Sunday, March 25, 2012
Michael Powell and Me
In 1985, my wife and I organized a celebrity auction as a fundraising event for a non-profit film society we founded in Kentucky. Most celebrities don't contribute items for such auctions, which is understandable since they probably get thousands of requests each year. When you do receive an item, such as a Dennis the Menace sketch by Hank Ketcham, the response is typically from the celebrity's agent or assistant. However, once in a while, a famous person takes the time to write a personal note. I've always loved the letter and annotated photo below from Michael Powell, which accompanied an autographed paperback of The Red Shoes.
Michael Powell was not only a great filmmaker, but--like Truffaut and Scorsese--he promoted the history and the craft of making films. When I hear people comment that "they don't make movies like they used to," I think of a Powell quote: "Seventy years ago, there were men like D.W. Griffith. And seventy years later, now, there are not many men like Martin Scorsese. But so long as there is one, there will be others, and the art of the cinema will survive."

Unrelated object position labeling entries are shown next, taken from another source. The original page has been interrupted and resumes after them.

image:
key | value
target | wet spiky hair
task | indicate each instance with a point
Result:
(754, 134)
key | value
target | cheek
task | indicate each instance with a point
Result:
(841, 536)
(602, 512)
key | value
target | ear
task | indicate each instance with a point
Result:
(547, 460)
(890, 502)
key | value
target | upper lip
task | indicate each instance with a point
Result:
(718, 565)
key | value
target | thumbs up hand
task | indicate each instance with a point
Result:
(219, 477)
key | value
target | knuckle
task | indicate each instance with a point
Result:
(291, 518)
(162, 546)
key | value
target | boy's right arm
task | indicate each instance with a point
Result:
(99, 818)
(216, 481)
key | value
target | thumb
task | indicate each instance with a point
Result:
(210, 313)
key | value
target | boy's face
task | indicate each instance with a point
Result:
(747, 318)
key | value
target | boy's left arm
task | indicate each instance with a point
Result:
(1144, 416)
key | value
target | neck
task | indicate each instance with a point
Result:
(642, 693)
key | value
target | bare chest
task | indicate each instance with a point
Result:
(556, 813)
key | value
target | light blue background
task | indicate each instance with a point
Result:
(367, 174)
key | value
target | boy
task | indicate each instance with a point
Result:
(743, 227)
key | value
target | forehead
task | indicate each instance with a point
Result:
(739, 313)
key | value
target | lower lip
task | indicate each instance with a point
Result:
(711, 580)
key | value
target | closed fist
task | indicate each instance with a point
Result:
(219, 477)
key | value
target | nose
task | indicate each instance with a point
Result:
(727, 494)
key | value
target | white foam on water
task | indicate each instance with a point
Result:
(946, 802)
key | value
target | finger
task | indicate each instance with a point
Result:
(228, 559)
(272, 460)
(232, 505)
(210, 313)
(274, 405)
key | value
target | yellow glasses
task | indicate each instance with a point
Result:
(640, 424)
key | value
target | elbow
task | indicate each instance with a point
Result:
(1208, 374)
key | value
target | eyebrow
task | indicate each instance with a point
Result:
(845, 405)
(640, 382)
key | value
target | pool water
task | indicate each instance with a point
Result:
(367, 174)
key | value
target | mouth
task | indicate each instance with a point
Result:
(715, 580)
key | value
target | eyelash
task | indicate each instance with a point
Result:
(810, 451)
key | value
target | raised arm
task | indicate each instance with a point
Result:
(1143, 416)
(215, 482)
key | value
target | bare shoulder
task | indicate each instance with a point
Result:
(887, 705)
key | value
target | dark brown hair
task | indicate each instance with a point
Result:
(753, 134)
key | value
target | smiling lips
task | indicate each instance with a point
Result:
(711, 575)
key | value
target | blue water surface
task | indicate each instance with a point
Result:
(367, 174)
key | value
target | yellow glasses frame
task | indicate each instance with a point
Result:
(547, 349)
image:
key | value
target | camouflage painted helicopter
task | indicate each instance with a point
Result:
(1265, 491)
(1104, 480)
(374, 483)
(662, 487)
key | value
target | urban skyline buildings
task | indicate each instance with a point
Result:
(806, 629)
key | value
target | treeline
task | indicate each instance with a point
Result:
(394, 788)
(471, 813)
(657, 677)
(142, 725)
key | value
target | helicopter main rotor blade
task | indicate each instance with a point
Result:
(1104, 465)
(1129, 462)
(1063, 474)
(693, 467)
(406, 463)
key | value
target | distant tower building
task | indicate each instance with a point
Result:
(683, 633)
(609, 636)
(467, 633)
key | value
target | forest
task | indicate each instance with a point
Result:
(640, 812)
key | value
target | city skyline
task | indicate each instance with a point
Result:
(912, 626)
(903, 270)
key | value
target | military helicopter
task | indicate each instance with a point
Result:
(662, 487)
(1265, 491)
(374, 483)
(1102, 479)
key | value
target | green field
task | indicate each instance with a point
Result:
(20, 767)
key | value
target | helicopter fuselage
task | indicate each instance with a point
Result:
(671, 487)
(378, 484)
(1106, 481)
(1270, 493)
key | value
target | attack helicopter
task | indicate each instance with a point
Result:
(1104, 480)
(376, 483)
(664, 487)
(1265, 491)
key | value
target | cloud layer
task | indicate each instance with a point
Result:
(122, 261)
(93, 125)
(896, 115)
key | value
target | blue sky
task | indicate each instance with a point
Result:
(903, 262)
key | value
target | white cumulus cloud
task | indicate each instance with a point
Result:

As for Powell's love affair with the cinema, it began at an early age and ended only with his death in 1990. In the first of his two autobiographies, A Life in Movies (a must for any film buff), Powell describes when he was offered his first job in the industry, as an assistant to director Harry Lachman: "I didn't know what to say. I only knew that I stood on the threshold of a new and wonderful life, half in and half out, and that I must, must, cross that threshold."
Fortunately for us, Powll crossed that threshold and enjoyed an amazing career, making films alone and with his frequent collaborator Emeric Pressberger (they formed a production company called The Archers). Over the next four days, the Classic Film & TV Cafe is delighted to host A Tribute to The Archers: A Powell & Pressberger Movie Blogathon. Ten films will be reviewed by 14 classic movie bloggers. We encourage you to check them out and share your affection for some of the greatest films ever made.
Oh, and about that copy of The Red Shoes that Michael Powell sent for the celebrity auction. Even though we had items from Ray Bradbury, Paul Newman and Joanne Woodward, the President, and even a dress worn by Vanna White on Wheel of Fortune, none matched the bidding war for that Red Shoes book. And, sadly, I didn't get it!